Appréhender la masse mouvante de l’eau, incertaine. L’eau qui sépare, l’eau qui relie tantôt calme, réfléchissante, tantôt mue par des courants ou forces Coriolis, à l’instar d’ Univers-îles, lointaines nébuleuses ou galaxies. Apprivoiser l’eau, pour de mentales odyssées... [1]

Depuis une quinzaine d’années, je mets en relation photographie et gravure dans un travail sur le paysage dont l’eau est un élément constitutif. D’abord inspiré par une forêt, située sur d’anciennes carrières souterraines qui ont fragilisé les sous-sols, et provoqué de surprenants effondrements inondés, paysages chaotiques, il s’est ensuite resserré sur des objets plus modestes : flaques d’eau, petits ruisseaux.

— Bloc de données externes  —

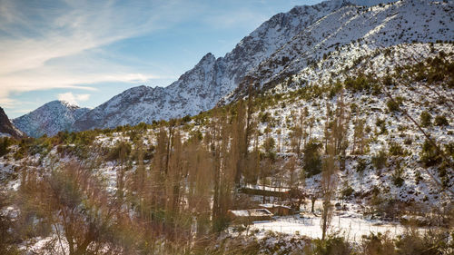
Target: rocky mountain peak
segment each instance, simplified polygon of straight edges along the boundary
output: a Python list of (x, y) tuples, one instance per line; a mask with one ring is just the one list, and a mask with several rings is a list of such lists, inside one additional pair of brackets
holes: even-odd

L’eau silencieuse, stagnante, miroir offert à l’infini, et l’eau murmurante, en flux, qui s’écoule... Puis de petits tourbillons en cours de formation et de dissolution, renvoyant, avec un certain vertige, à d’autres éléments, de l’univers, parfois infiniment petits, parfois infiniment grands.

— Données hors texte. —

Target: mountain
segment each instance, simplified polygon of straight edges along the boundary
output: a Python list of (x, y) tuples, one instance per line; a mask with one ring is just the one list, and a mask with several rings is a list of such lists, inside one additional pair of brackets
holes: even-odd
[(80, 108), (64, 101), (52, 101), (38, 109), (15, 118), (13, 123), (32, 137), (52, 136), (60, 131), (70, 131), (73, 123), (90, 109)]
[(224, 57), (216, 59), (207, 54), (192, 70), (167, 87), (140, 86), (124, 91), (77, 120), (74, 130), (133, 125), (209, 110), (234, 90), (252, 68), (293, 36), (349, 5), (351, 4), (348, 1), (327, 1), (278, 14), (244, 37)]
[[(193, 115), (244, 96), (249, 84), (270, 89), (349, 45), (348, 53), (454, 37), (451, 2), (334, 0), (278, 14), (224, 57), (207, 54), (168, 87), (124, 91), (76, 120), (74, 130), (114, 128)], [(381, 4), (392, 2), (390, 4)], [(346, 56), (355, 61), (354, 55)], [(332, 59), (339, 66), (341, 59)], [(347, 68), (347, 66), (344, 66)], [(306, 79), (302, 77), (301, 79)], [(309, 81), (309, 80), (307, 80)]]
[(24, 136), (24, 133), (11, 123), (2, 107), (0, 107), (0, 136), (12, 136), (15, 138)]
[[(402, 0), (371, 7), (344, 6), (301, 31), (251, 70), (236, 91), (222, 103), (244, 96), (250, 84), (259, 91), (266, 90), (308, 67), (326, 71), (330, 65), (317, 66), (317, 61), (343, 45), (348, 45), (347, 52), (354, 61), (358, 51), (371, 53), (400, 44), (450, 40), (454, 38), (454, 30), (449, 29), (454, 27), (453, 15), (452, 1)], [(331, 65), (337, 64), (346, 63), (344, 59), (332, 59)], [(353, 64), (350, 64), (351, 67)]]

À la mesure du sentiment de présence au monde ou de désorientation que me procure la perception de ces micros-paysages, je tente parfois de leur conférer une importance, en gravant de grandes planches de métal. Je conjugue alors deux échelles de travail : celle du corps, comme pour plonger dans l’image, et celle du geste de la main, pour préciser d’infimes détails.

Dessiner
Techniques mixtes (transfert, eau-forte, aquatinte, pointe-sèche), 40x40cm, 2018.

Près de ma maison, il y a un ancien lavoir, avec un bassin à ciel-ouvert. Cet endroit est devenu pour moi une sorte de laboratoire, perceptif et réflexif. Je dessine sur la surface de l’eau, je module les ondes, je joue avec les éclats de lumière, les réflexions, et leurs projections vibrantes, à certaines heures du matin, lorsque le soleil est au rendez-vous.

J’associe parfois des figures humaines, ou leurs reflets, ou les projections de leurs reflets qui deviennent alors de sombres silhouettes, prises dans la danse lumineuse et fugitive des dessins de l’eau. Étrange théâtre d’ombres, perte de repères...

Je photographie ces évènements évanescents, comme pour en extraire des instants. J’en transfère des images sur la surface miroitante du cuivre. Je provoque un jeu de disparitions et réapparitions successives de ces empreintes d’images, en les livrant à la corrosion répétée des bains d’acide, à l’insidieuse « eau forte ». Elles sont alors à la fois dissoutes et inscrites dans l’épaisseur du métal. Je réincarne ces vestiges d’images avec les gestes et les outils du graveur, créant des aspérités, griffant le cuivre pour accrocher le noir de l’encre, le polissant pour faire advenir la lumière.

Les impressions sur le papier, nouvelles images, sont la mémoire de ces expériences, l’empreinte d’un moment...

Christine Bouvier, juin 2019, pour la Biennale de gravure aux Réservoirs, lieu dont la fonction passée résonne singulièrement avec mon travail.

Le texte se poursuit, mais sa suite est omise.